Re: ISSUE-1: Status of RDFa Profiles from Mark Birbeck on 2010-03-14 (public-rdfa-wg@w3.org from March 2010)

From: Mark Birbeck <mark.birbeck@webbackplane.com>
Date: Sun, 14 Mar 2010 11:19:34 +0000
To: Ivan Herman <ivan@w3.org>
Cc: Ben Adida <ben@adida.net>, Manu Sporny <msporny@digitalbazaar.com>, RDFa WG <public-rdfa-wg@w3.org>
Message-ID: <640dd5061003140419p2624c1beidd3ad47a03014ade@mail.gmail.com>
Hi Ivan,

I think we might be getting to some pretty fundamental discussions
here, about the future of the semantic web and who our audience should
be. (Which is good. :))


> On 2010-3-12 11:46 , Mark Birbeck wrote:
>> Hi Ben,
>>
> [skip]
>>
>> In fact, I believe that we would have failed if we have not (a)
>> provided them with a way to write things simply, like @rel="knows",
>> and (b) ensured that they *never* need to use another prefix again
>> (unless they want to).
>>
>
> While I full agree with (a), I actually disagree with (b).
>
> My feeling is that we are forgetting about one of the major advantages
> of RDFa over, say, microdata (and whether we like it or not, I consider
> microdata as being here to say). And that is that RDFa scales gracefully
> over vocabularies while microdata (or microformats) do not. And that is
> due to the prefix mechanism.

RDFa scales because it took into account URIs -- the building-block of
the semantic web.

How you reflect those URIs is another thing entirely. You could use a
single token ("name"), integers ("7344589"), or a prefix mechanism
("foaf:name"); whatever you use, as long as it maps to a URI, it
scales.

I realise people might say "GRDDL", but the problem is that
Microformats were not designed to map -- that was a layer of
interpretation applied by others. This means that when parsing you can
never be certain of the author's intent, so you could never be
definitive in your mapping to URIs.

And I realise you might also say, that


PREFIXES

Prefixes are a way of saying 'here is a vocabulary and you can use any
term from it, simply by appending the term to a base URI'.

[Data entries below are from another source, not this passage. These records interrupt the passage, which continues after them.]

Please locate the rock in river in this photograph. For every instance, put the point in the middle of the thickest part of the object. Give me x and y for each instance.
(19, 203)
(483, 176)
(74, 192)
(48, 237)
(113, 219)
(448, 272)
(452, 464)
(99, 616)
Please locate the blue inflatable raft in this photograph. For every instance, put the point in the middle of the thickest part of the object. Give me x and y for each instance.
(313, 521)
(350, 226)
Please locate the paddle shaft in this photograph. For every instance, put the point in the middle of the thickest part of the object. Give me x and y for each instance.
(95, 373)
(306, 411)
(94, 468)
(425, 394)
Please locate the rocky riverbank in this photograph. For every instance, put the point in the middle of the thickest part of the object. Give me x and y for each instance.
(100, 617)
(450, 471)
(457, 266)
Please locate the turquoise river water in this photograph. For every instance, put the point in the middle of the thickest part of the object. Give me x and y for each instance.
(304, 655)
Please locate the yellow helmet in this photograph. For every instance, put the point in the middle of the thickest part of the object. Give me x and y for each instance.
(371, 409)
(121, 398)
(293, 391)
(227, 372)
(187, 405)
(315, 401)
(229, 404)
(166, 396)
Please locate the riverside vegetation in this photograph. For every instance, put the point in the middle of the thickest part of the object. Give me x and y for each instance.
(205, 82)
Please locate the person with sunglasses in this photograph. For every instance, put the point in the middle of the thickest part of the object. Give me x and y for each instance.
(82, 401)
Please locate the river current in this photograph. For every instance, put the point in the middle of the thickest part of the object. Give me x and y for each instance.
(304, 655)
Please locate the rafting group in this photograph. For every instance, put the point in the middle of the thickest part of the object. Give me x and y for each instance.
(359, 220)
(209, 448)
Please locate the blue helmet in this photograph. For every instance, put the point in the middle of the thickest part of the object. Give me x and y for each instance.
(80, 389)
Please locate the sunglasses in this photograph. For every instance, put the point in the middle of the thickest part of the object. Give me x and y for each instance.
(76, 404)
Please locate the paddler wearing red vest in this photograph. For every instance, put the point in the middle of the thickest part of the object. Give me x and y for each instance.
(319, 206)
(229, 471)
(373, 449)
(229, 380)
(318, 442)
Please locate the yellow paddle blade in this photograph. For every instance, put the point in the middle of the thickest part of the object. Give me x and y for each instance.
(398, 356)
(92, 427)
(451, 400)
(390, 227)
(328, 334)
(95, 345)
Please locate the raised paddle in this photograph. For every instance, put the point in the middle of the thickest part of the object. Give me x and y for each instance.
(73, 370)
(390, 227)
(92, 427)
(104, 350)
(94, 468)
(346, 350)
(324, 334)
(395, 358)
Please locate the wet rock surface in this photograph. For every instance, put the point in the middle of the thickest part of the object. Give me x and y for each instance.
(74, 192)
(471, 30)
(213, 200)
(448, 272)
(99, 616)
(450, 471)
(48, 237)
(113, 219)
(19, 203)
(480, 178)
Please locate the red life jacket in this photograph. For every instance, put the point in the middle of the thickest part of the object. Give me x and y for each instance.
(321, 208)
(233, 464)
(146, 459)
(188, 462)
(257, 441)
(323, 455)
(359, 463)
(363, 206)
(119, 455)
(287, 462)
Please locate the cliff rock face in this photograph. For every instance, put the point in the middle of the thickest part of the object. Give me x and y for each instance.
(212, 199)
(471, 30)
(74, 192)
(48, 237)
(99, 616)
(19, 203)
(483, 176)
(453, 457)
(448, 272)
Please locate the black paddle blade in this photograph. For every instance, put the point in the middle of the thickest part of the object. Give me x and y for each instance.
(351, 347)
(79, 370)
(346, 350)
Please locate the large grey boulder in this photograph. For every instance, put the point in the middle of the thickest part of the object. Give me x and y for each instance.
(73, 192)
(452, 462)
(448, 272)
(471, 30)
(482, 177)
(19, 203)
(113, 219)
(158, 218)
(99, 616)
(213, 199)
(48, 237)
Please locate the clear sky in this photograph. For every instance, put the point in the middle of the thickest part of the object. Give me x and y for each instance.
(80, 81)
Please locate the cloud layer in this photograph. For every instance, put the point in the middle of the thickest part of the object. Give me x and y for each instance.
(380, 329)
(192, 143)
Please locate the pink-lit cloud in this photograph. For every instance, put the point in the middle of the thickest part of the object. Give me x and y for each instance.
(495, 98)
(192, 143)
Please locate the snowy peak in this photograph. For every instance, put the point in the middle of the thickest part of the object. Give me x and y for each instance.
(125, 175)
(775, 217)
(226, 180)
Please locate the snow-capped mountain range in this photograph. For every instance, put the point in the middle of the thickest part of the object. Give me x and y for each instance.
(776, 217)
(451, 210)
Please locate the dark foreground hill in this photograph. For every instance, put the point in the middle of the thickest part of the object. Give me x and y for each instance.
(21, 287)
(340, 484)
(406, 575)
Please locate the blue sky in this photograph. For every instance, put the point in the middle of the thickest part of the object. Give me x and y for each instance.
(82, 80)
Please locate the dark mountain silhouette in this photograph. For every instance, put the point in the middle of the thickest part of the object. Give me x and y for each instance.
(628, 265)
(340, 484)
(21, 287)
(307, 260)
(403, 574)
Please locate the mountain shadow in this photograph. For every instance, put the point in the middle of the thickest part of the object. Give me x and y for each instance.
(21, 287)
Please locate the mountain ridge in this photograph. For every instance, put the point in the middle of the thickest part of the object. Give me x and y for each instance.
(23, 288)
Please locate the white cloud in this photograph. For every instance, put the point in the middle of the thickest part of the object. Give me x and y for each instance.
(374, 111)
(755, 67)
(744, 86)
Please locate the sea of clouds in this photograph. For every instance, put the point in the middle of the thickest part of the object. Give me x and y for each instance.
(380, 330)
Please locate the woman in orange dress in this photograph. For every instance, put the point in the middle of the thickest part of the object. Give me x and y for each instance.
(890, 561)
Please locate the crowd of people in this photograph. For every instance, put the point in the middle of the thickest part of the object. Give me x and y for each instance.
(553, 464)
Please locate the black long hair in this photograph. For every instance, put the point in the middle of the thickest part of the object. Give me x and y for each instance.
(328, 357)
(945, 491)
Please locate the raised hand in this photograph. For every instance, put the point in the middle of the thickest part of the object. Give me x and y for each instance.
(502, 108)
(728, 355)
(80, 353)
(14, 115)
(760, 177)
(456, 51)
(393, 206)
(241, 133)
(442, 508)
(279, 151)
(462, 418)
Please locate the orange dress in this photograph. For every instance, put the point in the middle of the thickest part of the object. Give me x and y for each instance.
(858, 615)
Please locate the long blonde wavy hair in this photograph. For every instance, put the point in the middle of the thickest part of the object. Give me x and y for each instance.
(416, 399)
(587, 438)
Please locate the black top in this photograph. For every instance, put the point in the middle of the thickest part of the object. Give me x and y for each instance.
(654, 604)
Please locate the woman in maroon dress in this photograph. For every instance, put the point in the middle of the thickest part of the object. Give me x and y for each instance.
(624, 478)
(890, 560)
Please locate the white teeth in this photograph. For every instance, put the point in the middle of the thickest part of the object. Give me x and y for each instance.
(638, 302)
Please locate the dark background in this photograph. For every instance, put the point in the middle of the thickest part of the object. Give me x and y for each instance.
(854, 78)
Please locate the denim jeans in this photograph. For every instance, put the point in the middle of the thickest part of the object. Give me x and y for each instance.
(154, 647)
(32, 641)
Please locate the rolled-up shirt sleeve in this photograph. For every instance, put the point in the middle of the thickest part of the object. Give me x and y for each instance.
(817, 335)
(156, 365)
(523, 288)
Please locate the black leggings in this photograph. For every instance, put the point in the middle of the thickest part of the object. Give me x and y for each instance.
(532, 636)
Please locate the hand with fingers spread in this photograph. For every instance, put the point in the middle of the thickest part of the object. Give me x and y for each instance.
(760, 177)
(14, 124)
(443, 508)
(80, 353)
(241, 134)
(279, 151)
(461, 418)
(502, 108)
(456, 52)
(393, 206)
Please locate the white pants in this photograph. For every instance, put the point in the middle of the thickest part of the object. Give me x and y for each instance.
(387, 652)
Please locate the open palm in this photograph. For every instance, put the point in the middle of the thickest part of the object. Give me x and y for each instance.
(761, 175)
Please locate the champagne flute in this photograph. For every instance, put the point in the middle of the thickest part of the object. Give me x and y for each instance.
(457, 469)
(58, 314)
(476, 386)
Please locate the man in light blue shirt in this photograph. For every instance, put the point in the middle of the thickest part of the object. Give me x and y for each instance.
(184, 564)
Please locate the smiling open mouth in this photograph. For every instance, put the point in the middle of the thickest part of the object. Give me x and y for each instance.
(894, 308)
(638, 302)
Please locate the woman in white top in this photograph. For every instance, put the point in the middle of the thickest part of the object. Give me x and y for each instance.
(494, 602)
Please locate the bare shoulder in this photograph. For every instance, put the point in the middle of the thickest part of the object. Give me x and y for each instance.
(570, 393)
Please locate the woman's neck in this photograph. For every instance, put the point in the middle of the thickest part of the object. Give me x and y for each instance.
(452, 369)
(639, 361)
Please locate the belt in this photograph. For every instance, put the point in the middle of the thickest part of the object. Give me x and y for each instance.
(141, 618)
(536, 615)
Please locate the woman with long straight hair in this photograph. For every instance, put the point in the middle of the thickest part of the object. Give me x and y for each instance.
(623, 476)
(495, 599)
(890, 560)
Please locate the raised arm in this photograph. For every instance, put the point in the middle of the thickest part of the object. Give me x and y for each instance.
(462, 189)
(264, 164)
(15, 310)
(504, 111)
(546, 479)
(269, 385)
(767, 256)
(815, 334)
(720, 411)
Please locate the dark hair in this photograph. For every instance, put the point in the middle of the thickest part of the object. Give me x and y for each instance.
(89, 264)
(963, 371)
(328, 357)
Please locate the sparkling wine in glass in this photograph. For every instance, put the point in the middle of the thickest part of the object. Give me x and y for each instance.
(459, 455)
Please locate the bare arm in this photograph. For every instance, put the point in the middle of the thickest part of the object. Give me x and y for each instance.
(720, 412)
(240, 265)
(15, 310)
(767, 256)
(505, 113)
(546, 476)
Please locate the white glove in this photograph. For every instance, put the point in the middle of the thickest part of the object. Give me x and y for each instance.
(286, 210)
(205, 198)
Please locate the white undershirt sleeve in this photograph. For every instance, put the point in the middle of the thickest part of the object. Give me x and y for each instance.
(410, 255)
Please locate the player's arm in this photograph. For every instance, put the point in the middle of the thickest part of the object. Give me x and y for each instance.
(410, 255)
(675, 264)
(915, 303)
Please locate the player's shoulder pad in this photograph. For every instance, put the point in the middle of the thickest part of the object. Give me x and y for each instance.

However, it has become clear to me in my ontology work (and I'm not
alone in this), that what you invariably end up doing is bringing
together a collection of terms for a particular purpose -- terms that
come from different vocabularies.

I'll give you two examples, one from my own work, and one being
Google's vocabularies.


ARGOTS

A year or so ago I was commissioned to create an ontology for
government consultations. After looking at it for a while, I concluded
that a consultation is effectively a foaf:Document, with a dc:type of
'consultation':

  _:a a foaf:Document .
  _:a dc:type xyz:Consultation .

I was off and running, and so far I had only had to invent one term --
xyz:Consultation.

However, whilst I hadn't had to invent many terms, I did need some way
to say to people that they should use a combination of
'foaf:Document", 'dc:type' and 'xyz:Consultation'. I came up with the
idea of an 'argot', which is a combination of terms from various
vocabularies, and defined the ontology accordingly [1]. (You'll see
that whilst there are 15 or so terms, only one of them was created by
me -- the rest come from FOAF and Dublin Core.)

Interestingly enough, I then heard that Dublin Core had been thinking
along the same lines, creating something they called 'application
profiles' [2].


GOOGLE

Now, let's pretend to be Google. We want to create an easy way for
people to mark up documents that contain information about products
for sale -- the same as the consultation example.

However, they don't want people to have to start their documents with
a whole bunch of namespaces declarations, so they decide not to simply
use 'as is' the various vocabularies that are around, and instead
create all of the terms they need in their own, single, namespace.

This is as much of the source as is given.